WILLEM TROOST (Amsterdam 1684 – 1752 Amsterdam) after JAN GRIFFIER I (Amsterdam 1652 – 1718 London)
Willem Troost (Amsterdam 1684 – 1752 Amsterdam) after Jan Griffier I (Amsterdam 1652 – 1718 London)
An Imaginary Panoramic River Landscape with a Castle on a Hilltop
Bodycolour, black ink framing lines, 370 x 485 mm (14.6 x 19.1 inch)
Provenance
~ Collection F.J.E. Horstmann, Kasteel Oud Clingendaal, Wassenaar; his sale, Mensing et fils / Frederik Muller & Cie, 19 November 1929, lot 295: ‘J. Griffier – Vue de rivière serpentant à travers une vallée et longeant des rives montagneuses avec des vues de villes et des châteaux; au premier plan des embarcations – aquarelle encadrée. Haut. 38, larg. 49.5 cent’.

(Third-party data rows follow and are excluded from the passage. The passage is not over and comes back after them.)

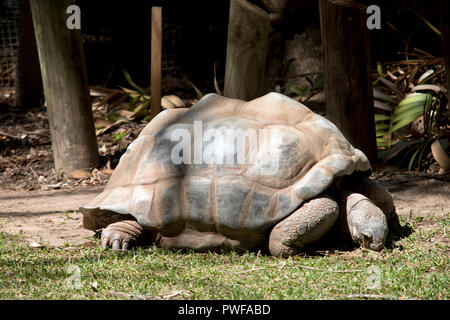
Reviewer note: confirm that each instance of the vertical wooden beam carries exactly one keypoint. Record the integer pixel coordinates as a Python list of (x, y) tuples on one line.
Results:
[(347, 68), (28, 84), (248, 41), (66, 87), (156, 54), (445, 30)]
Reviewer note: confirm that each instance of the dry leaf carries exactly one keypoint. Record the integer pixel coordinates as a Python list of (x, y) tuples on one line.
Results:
[(81, 174)]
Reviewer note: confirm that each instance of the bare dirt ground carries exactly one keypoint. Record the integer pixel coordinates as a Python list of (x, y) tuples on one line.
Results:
[(43, 204), (51, 218)]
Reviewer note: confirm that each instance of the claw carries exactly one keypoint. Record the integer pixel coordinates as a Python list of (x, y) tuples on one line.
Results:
[(116, 242), (105, 236)]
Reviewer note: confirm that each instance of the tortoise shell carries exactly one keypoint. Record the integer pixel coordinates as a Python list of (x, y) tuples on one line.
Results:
[(209, 189)]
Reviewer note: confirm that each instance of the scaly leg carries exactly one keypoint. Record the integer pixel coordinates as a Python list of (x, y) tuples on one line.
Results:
[(305, 226)]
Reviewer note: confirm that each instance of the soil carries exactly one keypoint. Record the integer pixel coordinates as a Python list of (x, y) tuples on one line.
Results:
[(42, 204), (51, 218)]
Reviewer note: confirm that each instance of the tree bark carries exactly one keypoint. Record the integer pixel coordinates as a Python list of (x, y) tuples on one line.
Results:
[(156, 54), (66, 87), (248, 41), (347, 72), (28, 76), (445, 31)]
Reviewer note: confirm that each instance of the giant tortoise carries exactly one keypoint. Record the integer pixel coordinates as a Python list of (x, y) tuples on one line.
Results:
[(231, 174)]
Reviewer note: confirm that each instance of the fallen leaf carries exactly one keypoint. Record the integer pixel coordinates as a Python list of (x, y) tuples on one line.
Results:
[(81, 174)]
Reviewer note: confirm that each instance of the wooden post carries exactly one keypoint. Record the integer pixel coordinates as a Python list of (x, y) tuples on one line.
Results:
[(156, 54), (248, 40), (66, 87), (445, 30), (28, 84), (347, 79)]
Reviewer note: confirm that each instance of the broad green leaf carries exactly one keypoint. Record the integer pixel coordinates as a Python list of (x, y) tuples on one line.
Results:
[(411, 161), (382, 142), (417, 112), (406, 120), (382, 117), (391, 86), (383, 106), (380, 95), (382, 126)]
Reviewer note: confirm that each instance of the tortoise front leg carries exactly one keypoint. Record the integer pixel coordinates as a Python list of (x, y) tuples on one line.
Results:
[(123, 235), (362, 220), (305, 226)]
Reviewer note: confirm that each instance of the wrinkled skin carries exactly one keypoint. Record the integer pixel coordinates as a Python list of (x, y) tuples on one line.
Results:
[(318, 186)]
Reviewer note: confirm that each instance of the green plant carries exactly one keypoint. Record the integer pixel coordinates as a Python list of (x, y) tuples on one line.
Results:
[(404, 109)]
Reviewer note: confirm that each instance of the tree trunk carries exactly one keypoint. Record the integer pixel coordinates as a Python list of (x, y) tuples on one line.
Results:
[(347, 72), (28, 76), (66, 87), (445, 30), (156, 54), (248, 40)]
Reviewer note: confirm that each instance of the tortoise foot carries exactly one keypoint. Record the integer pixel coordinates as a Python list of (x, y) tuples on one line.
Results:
[(303, 227), (123, 235), (366, 222)]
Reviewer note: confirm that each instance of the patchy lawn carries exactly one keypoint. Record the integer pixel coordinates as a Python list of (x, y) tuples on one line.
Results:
[(413, 267)]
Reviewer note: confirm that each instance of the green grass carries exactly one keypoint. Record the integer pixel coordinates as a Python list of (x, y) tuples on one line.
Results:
[(415, 267)]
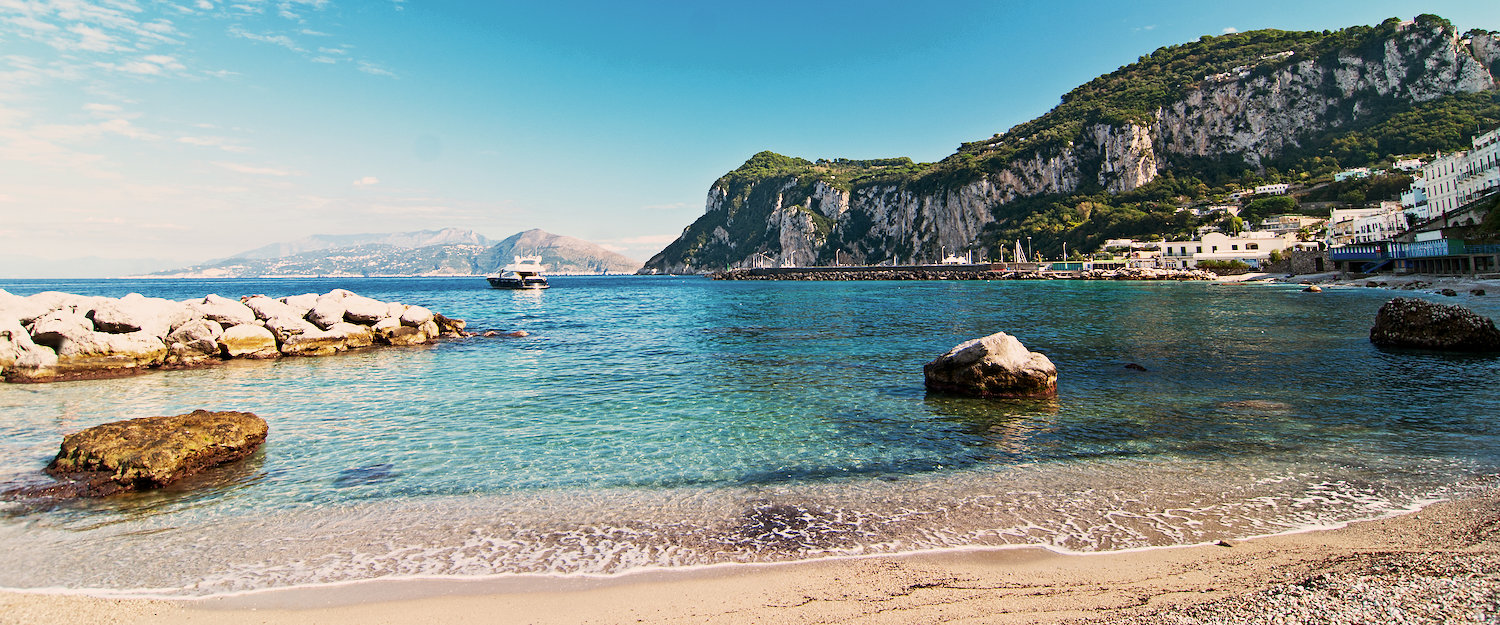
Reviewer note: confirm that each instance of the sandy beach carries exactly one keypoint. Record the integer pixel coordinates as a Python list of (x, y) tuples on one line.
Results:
[(1431, 567)]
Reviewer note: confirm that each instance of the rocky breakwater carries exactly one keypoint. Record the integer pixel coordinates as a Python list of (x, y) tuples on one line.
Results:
[(993, 366), (899, 273), (1410, 322), (54, 336)]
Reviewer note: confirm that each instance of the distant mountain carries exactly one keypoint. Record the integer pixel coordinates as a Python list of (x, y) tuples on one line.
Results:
[(456, 252), (407, 240)]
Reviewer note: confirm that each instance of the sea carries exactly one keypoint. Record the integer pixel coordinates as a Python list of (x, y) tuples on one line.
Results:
[(662, 423)]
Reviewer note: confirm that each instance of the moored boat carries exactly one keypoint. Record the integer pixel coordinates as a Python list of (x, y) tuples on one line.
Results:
[(525, 273)]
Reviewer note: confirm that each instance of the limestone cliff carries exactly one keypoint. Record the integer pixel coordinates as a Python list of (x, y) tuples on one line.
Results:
[(1247, 101)]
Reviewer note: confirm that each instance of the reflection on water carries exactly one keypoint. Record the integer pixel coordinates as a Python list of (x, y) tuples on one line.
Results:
[(681, 421)]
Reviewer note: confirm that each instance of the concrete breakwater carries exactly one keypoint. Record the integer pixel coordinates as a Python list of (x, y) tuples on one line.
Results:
[(57, 336), (984, 272)]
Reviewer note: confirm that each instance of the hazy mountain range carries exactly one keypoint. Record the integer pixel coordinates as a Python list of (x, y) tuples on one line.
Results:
[(443, 252)]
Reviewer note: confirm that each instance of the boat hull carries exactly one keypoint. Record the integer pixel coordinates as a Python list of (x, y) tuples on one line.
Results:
[(531, 284)]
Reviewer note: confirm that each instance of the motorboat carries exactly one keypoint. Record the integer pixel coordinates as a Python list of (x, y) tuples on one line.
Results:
[(525, 273)]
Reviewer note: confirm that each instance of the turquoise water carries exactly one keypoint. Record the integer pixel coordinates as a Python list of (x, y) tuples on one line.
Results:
[(678, 421)]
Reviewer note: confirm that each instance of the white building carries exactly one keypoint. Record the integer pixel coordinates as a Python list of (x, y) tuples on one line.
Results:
[(1413, 201), (1352, 174), (1409, 164), (1287, 224), (1458, 179), (1250, 248), (1365, 225)]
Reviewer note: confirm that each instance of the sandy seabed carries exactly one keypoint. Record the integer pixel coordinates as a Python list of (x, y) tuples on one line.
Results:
[(1439, 565)]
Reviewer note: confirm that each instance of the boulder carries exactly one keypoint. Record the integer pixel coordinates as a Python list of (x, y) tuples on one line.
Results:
[(153, 451), (194, 342), (137, 312), (363, 311), (449, 325), (993, 366), (104, 352), (224, 311), (1409, 322), (314, 342), (326, 312), (59, 325), (354, 336), (248, 340), (20, 357), (20, 308), (267, 309), (401, 334), (302, 303), (57, 300), (414, 316)]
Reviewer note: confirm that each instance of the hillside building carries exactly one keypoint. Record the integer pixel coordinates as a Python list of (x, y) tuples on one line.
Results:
[(1250, 248), (1365, 225)]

~ Anonymous sale, Sotheby’s, Amsterdam, 6 November 2001, lot 126
~ Anonymous sale, Swann Galleries, New York, 24 January 2005, lot 133a
~ Private collection, The Netherlands
***
Willem Troost was baptised in Amsterdam on 24 February 1684, the son of Cornelis Troost (1647–1695) and Sarah van Eersel – Willem was the uncle of the celebrated painter Cornelis Troost (1696–1750).1 Troost was taught the art of painting by Johannes Glauber, who specialised in Italianate landscapes, and Herman van der Mijn. Troost was patronised by Johann Wilhelm, Elector Palatine (1658–1716), for whom he worked in his palaces in Düsseldorf and environs. He worked in Cologne from 1716 to 1728 and then in Duisburg and Essen, where he was employed by Princess von der Pfalz-Sulzbach, who commissioned him to paint portraits. Troost then spent some years in Cleves.
Willem married Jacoba Maria van Nickelen in Düsseldorf in 1714, the daughter of Jan van Nickelen, painter of church interiors. Willem and Jacoba were the parents of the painter Jan Hendrik Troost van Groenendoelen, who specialised in ‘behangsels’, decorative interior paintings. In 1735 Troost established his studio in the Veerstraat in Haarlem, and in 1752 he moved back to Amsterdam, where he spent the remainder of his life.
Few works by Willem Troost have survived, mostly imaginary panoramic landscapes painted in watercolour and bodycolour, reminiscent of view in the Rhine area of Germany. Some appear to be compositions by himself, while others are based on works by other artists, as seems to be the case with this gouache, which is related to an oil painting by Jan Griffier I (1652–1718).2 Of all gouaches by Troost, the present work is the largest and most ambitious known, and Troost seems to have been particularly pleased with it, as it is also known from another version, offered at Christie’s in 1992.3 Intriguingly, this other version is proudly signed ‘W. TROOST I. & F.’, ‘invenit & fecit’, meaning ‘invented and made’, normally used for original compositions, rather than copies after other artists. The identical composition by Griffier therefore remains a mystery – did Griffier base his painting on Willem Troost’s composition, or was Troost not entirely accurate with the artistic truth? It is unlikely we will ever know the true scenario, though the existence of two autograph versions by Troost suggests he was particularly pleased with this composition. Troost is known to have made copies after other artists, including Jan Wijnants and Herman Saftleven, by whom Griffier was also influenced.4 A comparable gouache by Troost of a river landscape with a town on a hill is preserved in the Rijksmuseum in Amsterdam (fig.).5
1. For Willem Troost, see the biography in Saur Allgemeines Künstlerlexikon: die bildenden Künstler aller Zeiten und Völker, Munich 1992-, vol. 110 (2021), p. 329.
2. Oil on panel, 37.1 x 49.7 cm, offered at anonymous sale, Christie’s, Amsterdam, 11 May 2005, lot 37.
3. Bodycolour, 376 x 491 mm, signed ‘W. TROOST I. & F’; Christie’s, London, 6 July 1992, lot 93.
4. Sale of collection of Jan Bisschop, Rotterdam (Bosch & Arenberg), 24 June 1771 ff, Album A, no. 1: ‘Een fraai Landschap gestoffeerd met Beeldjes en Beestjes, door W. Troost naar Wynands. Gekleurd.’ (‘A fine landscape staffed with figures and animals, by W. Troost after Wynands. Coloured.’ (sold for 16 florins to ‘Neyman’ and no. 65: ‘Een ditto [Rhyngezicht] kapitaalder, door denzelven [Willem Troost], naar Harmen Zaftleven’ (‘A ditto [Rhine view], more capital, by the same [Willem Troost], after Harmen Zaftleven’), sold for 21 florins to ‘Lokhorst’.
5. Bodycolour, 143 x 190 mm, inv. no. RP-T-1918-491.